As calls for increased social responsibility echo through the halls of Kidscreen Summit—and within the TV community at large—BBC Children’s and Sky Kids have joined forces in the name of Project Hope, a new content campaign designed to promote global kindness and tolerance.
BBC’s Alison Stewart and Sky Kids’ Lucy Murphy are searching for global children’s broadcasters and media companies to join the initiative, the aim of which is to co-produce and finance a series of short films and idents under the Project Hope banner.
Broadcasting partners will co-fund the films, which will air simultaneously worldwide. There’s also a pledge to create legacy outreach materials that can be used by schools.
The first films will be screened this December at the Children’s Global Media Summit in Manchester, UK.

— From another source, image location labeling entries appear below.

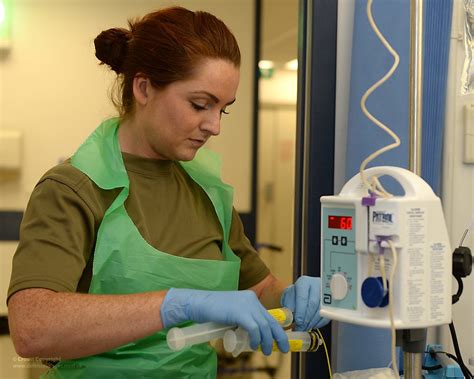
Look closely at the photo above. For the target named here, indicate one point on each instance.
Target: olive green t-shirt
(171, 211)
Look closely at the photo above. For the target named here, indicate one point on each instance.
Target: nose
(212, 125)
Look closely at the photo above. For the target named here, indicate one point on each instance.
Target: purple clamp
(369, 201)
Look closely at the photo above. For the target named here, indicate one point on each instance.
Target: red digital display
(340, 222)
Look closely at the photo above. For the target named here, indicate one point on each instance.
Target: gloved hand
(304, 299)
(241, 308)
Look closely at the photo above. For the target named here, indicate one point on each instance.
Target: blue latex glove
(304, 299)
(240, 308)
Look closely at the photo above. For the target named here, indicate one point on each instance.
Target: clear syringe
(237, 341)
(179, 338)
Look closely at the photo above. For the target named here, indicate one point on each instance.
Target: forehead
(216, 76)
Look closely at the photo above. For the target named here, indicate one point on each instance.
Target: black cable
(432, 368)
(458, 294)
(464, 368)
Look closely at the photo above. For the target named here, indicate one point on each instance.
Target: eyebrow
(213, 97)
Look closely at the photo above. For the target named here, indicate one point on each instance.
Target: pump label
(417, 264)
(382, 217)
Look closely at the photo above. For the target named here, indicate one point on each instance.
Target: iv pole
(413, 341)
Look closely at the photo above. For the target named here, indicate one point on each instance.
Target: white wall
(458, 178)
(53, 90)
(458, 188)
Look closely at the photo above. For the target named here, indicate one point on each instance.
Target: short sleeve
(252, 269)
(57, 235)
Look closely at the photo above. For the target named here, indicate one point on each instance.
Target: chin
(186, 155)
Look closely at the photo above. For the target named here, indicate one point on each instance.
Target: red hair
(165, 46)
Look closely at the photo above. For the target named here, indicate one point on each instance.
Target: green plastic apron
(125, 263)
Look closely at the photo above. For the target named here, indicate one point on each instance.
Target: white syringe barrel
(237, 341)
(179, 338)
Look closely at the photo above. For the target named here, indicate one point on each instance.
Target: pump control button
(339, 286)
(373, 293)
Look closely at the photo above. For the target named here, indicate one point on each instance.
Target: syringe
(237, 341)
(179, 338)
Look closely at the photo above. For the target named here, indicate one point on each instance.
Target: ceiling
(279, 30)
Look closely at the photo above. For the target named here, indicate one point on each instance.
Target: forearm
(48, 324)
(269, 291)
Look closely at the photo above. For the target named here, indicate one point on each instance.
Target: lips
(197, 142)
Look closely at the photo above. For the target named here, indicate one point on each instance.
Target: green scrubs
(125, 263)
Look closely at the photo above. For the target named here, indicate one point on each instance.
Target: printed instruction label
(415, 292)
(438, 254)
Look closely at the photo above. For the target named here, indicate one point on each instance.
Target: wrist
(174, 309)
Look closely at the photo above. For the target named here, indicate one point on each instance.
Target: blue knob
(373, 294)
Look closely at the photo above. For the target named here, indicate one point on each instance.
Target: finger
(254, 335)
(302, 293)
(266, 337)
(288, 298)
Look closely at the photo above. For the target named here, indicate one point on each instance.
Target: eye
(198, 107)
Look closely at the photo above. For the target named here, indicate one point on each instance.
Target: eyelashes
(199, 108)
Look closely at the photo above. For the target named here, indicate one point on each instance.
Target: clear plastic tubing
(179, 338)
(237, 341)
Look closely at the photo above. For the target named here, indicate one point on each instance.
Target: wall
(53, 90)
(458, 178)
(458, 188)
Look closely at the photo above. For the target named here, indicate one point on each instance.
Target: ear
(141, 88)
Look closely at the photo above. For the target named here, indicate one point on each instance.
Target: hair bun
(111, 47)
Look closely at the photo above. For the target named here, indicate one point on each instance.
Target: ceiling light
(292, 65)
(265, 65)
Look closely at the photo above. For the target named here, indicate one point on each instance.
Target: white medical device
(356, 229)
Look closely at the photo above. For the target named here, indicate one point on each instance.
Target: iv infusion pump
(358, 231)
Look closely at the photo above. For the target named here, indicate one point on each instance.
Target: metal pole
(413, 357)
(416, 84)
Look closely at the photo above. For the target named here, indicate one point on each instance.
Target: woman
(136, 233)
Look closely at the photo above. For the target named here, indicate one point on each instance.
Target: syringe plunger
(179, 338)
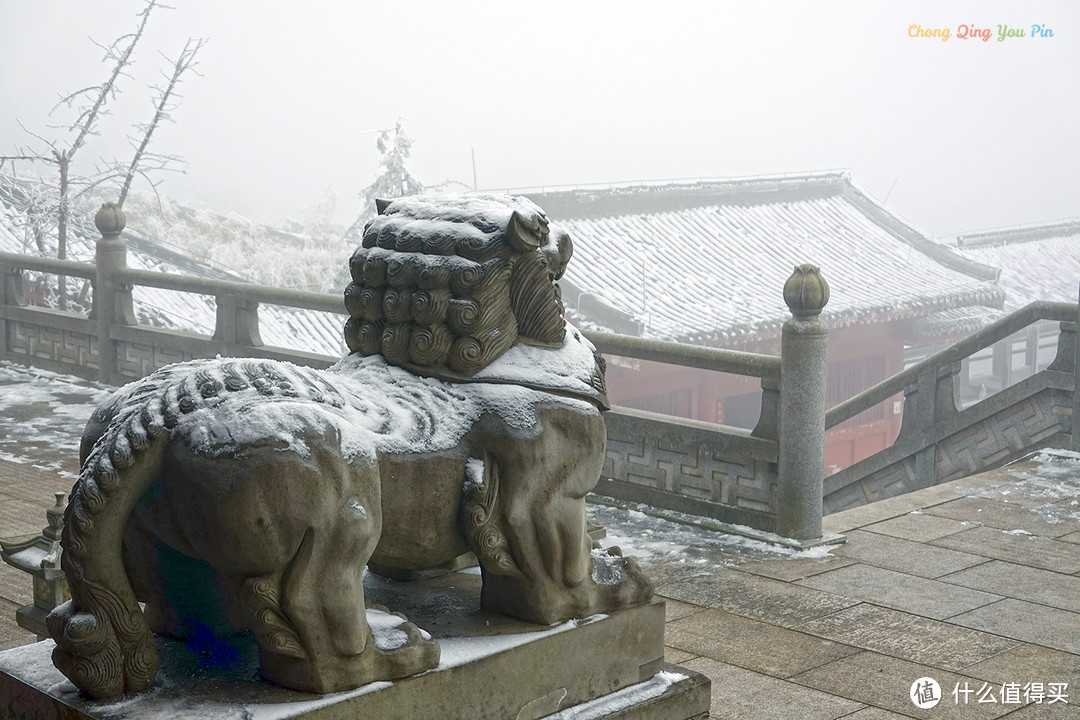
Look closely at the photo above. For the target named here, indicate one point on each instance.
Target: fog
(956, 133)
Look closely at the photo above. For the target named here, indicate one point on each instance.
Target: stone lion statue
(248, 494)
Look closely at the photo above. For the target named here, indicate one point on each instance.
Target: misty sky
(967, 134)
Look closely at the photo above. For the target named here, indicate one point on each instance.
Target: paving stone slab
(875, 714)
(752, 644)
(1050, 520)
(1028, 663)
(1026, 621)
(740, 694)
(756, 597)
(883, 510)
(1015, 546)
(1043, 711)
(886, 682)
(675, 610)
(794, 568)
(899, 591)
(918, 526)
(908, 637)
(904, 555)
(676, 656)
(1022, 582)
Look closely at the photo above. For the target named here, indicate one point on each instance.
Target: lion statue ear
(524, 233)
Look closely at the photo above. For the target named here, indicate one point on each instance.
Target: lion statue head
(446, 285)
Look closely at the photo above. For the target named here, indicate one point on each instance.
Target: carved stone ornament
(235, 496)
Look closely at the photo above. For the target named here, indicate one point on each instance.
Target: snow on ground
(42, 415)
(655, 541)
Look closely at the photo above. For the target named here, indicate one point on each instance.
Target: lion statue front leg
(225, 535)
(524, 513)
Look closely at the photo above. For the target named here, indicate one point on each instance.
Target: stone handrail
(984, 338)
(71, 268)
(250, 291)
(734, 362)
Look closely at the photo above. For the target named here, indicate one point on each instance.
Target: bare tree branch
(184, 63)
(107, 90)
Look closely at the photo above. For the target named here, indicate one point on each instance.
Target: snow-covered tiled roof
(286, 327)
(1037, 262)
(709, 260)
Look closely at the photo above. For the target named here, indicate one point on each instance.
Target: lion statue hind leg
(524, 514)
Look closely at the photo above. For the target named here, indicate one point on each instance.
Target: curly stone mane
(446, 285)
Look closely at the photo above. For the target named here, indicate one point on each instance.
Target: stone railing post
(1076, 380)
(802, 375)
(112, 300)
(238, 321)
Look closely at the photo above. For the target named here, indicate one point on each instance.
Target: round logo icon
(926, 693)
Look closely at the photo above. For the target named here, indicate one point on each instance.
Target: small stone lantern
(40, 557)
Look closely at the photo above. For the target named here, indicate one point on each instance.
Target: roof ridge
(909, 234)
(1022, 233)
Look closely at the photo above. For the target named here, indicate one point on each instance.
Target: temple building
(704, 262)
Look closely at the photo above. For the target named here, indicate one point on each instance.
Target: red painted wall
(859, 357)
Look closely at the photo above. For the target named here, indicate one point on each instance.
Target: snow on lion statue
(250, 494)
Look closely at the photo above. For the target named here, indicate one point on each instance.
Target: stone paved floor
(974, 583)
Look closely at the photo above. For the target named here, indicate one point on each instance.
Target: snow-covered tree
(394, 180)
(52, 207)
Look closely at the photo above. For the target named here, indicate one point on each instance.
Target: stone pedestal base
(604, 666)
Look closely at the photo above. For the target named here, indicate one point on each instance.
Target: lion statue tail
(103, 641)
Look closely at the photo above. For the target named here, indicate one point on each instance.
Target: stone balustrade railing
(769, 478)
(940, 440)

A number of global broadcasters have already pledged their support for the cause, but Stewart and Murphy hope to find additional partners at this week’s Kidscreen Summit. The four-day event kicked off with a resaerch-driven keynote from Harvard professor Dr. Richard Weissbourd on the very topic of instilling tolerance among kids.
The initiative on the part of the pubcaster and pay-TV operator also comes in the wake of Brexit, and as kids’ exposure to global events—like the refugee crisis and racial bullying—has been heightened through access to smartphones and social media outlets.